Jika pasien mengalami dislokasi berulang, maka rekonstruksi
MPFL perlu menggunakan gracilis atau semitendinosus
autografts atau allografts. Perbaikan MPFL tidak
direkomendasikan pada pasien dengan kelainan tulang
termasuk jarak TT-TG yang lebih dari 20 mm, trochlear
dysplasia yang cembung, patella alta yang parah, dan
degenerasi tulang rawan lanjut atau anteversi femoralis yang
parah.
 Lateral release (distal realignment)
Pelepasan lateral atau lateral release dengan memotong
retinaculum pada bagian lateral sendi lutut. Tujuannya adalah
untuk meningkatkan keselarasan patella (patellar alignment)
dengan mengurangi tarikan lateral. Prosedur ini tidak dilakukan
secara terpisah, tetapi dikombinasikan dengan prosedur
penyelarasan lain yang lebih kuat.
 Osteotomy (Distal realignment)
Osteotomi dilakukan apabila adanya bony
abnormalities dan jarak TT-TG yang tinggi. Prosedur paling
umum dari jenis ini adalah osteotomi fulkerson. Osteotomi ini
melibatkan pemotongan tibia anterior pada sudut tertentu untuk
memungkinkan perpindahan anterior dan medial dari fragmen
osteotomi, memindahkan penyisipan tendon patella pada tibia
(bersama dengan patella) lebih ke sisi medial dan anterior. Hal
ini akan mengurangi Q angle dan mengurangi resiko
kekambuhan. Jika pasien memiliki patella alta, osteotomi
memungkinkan praktisi untuk secara efektif menurunkan
patella dengan perpindahan distal dari fragmen osteotomi.
 Trochleoplasty
Prosedur trochleoplasty diindikasikan pada dislokasi
berulang (recurrent dislocation) dengan troklea yang cembung
atau datar. Bagian trochlear groove diperdalam untuk
menciptakan alur yang lebih dalam sehingga patella dapat
meluncur, hal ini mungkin terjadi dalam hubungannya dengan
rekonstruksi MPFL. Penelitian menunjukkan bahwa
trokleoplasti tidak dianjurkan pada pasien dengan lempeng
pertumbuhan terbuka atau sendi yang mengalami degeneratif
parah. Prosedur ini jarang dilakukan tetapi dapat
dipertimbangkan pada kasus yang parah.
I. KOMPLIKASI
Komplikasi yang ditimbulkan dari acute patella dislocation termasuk fraktur
osteokondral, resiko kekambuhan, dan degeneratif artritis. Sementara untuk
komplikasi yang ditimbulkan dari operasi: infeksi, cedera saraf atau neurovascular
injury, DVT atau deep vein thrombosis atau emboli paru.

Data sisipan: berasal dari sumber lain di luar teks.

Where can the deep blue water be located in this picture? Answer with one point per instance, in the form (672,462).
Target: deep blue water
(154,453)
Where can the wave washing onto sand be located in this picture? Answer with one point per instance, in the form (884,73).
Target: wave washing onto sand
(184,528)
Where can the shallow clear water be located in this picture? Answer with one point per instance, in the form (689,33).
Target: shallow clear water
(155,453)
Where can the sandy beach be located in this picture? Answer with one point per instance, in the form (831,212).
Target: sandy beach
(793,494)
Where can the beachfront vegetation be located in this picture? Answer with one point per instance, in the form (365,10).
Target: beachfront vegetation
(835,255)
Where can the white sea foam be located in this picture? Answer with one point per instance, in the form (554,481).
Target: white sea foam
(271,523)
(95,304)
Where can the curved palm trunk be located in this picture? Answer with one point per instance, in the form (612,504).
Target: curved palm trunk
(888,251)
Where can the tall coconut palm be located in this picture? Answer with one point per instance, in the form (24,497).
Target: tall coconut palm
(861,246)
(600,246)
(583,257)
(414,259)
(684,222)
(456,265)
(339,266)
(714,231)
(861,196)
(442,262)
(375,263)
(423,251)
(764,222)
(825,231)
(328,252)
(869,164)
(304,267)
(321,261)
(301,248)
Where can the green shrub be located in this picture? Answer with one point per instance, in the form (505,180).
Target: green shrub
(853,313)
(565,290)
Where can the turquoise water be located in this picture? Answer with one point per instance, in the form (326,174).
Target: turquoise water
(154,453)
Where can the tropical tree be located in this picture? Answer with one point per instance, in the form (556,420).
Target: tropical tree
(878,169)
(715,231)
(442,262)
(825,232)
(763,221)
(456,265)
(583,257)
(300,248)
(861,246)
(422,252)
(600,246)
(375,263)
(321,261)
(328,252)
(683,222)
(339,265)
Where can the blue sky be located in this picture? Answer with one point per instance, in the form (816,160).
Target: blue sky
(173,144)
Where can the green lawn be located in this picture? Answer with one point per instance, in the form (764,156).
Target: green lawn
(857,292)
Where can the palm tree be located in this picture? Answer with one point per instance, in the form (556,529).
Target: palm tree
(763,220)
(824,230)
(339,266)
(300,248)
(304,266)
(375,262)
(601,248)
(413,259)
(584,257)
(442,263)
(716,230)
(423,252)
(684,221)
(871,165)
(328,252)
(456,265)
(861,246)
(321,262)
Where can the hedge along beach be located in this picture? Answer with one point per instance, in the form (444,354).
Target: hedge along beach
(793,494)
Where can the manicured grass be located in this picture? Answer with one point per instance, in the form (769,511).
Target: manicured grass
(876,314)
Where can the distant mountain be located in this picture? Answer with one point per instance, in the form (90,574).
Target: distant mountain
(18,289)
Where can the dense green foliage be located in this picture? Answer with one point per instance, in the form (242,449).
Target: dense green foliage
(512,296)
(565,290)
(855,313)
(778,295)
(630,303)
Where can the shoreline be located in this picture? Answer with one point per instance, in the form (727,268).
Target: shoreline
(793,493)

Komplikasi dari operasi spesifik seperti rekonstruksi MPFL adalah saphenous
nerve neuritis dan ruptur. Komplikasi yang ditibmulkan setelah osteotomi biasanya
pasien mengeluhkan nyeri, pasien juga mungkin kehilangan kemampuan untuk
berlutut dengan nyaman, serta fraktur tibialis proksimal.